Pour Bamako, qui avait fait de la reconquête de Kidal un symbole de souveraineté nationale, voir ses alliés russes négocier un retrait sécurisé des zones rebelles est un échec cuisant. Ce compromis, perçu comme une capitulation déguisée, montre que ni l’intervention occidentale passée ni l’actuelle présence russe n’ont réussi à stabiliser une région aussi complexe que le Sahel.

Les images d’un accord qui en disent long

Les négociations menées dans l’urgence ont abouti à des scènes symboliques, où les deux parties ont trouvé un terrain d’entente pour éviter l’escalade.
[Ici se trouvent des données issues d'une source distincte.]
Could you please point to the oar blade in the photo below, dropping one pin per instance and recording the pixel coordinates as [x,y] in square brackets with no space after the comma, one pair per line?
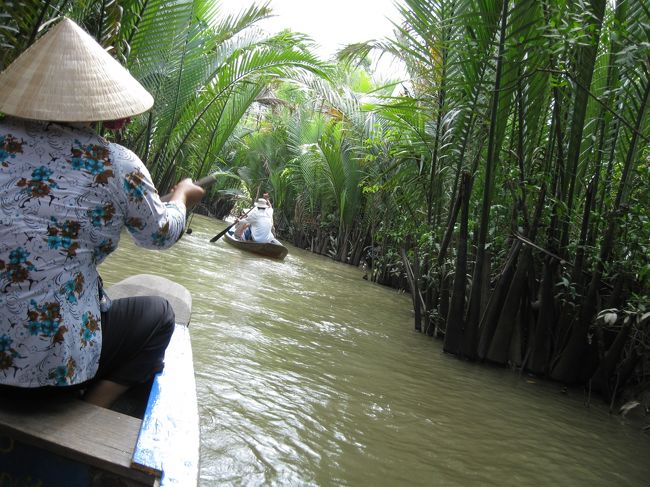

Pourtant, ces images contrastent fortement avec la rhétorique des autorités maliennes, qui promettaient une victoire militaire totale. L’accord de Kidal soulève des questions sur l’efficacité réelle des méthodes employées et sur la capacité des mercenaires russes à apporter une solution viable aux conflits locaux.

Kati, bastion du pouvoir, sous la menace des combats

Pendant que le Nord du Mali reste en proie aux tensions, l’insécurité gagne désormais le Sud. La reprise des affrontements à Kati, ville stratégique située à proximité de Bamako, frappe de plein fouet la confiance des populations. Kati n’est pas une simple base militaire : elle abrite le cœur des institutions maliennes et symbolise la légitimité du pouvoir en place.

Le fait que des combats éclatent à nouveau dans cette zone, malgré les promesses de sécurisation et le soutien logistique des mercenaires russes, est un signe alarmant. L’insécurité, autrefois cantonnée aux régions périphériques, s’invite désormais aux portes du pouvoir. Cet état de fait remet en cause la stratégie de défense adoptée par le gouvernement de transition, qui tablait sur une montée en puissance de l’armée malienne et une dépendance accrue envers Moscou.

Pourquoi la stratégie russe échoue-t-elle au Mali ?

Le déploiement du groupe Wagner, aujourd’hui intégré à l’Africa Corps, était présenté comme une solution miracle contre le terrorisme et les mouvements insurgés. Pourtant, après plusieurs années de présence, le bilan est accablant : l’insécurité s’étend et se rapproche des grandes villes. Cette impasse stratégique démontre que la force brute ne peut remplacer une solution politique et sociale dans les zones reculées du pays.

En se tournant vers la Russie au détriment de ses partenaires traditionnels, le Mali s’est enfermé dans une dépendance militaire qui ne produit aucun résultat tangible. Moscou, davantage préoccupée par ses ambitions géopolitiques, peine à adapter sa réponse aux défis d’une guerre asymétrique comme celle qui ravage le Sahel. Cette guerre nécessite une approche intelligente, combinant renseignement, cohésion sociale et gouvernance locale, des éléments que les mercenaires russes ne semblent pas en mesure de fournir.

Vers une remise en question de la solution purement militaire ?

La situation actuelle au Mali illustre une vérité que les autorités de transition ne peuvent plus ignorer : la sécurité ne s’achète pas avec des contrats de mercenariat. L’échec des opérations à Kidal et la vulnérabilité de Kati montrent que la réponse au conflit malien ne peut se résumer à une stratégie purement militaire, encore moins à une dépendance exclusive envers la Russie.

Sans un retour à une gouvernance inclusive et une refonte profonde de la stratégie de défense, le pays risque de s’enfoncer davantage dans un cycle de violence que ses alliés actuels ne parviennent pas à briser. Les populations maliennes, prises au piège entre terrorisme et instabilité politique, attendent des solutions concrètes plutôt que des promesses de victoire militaire impossible à tenir.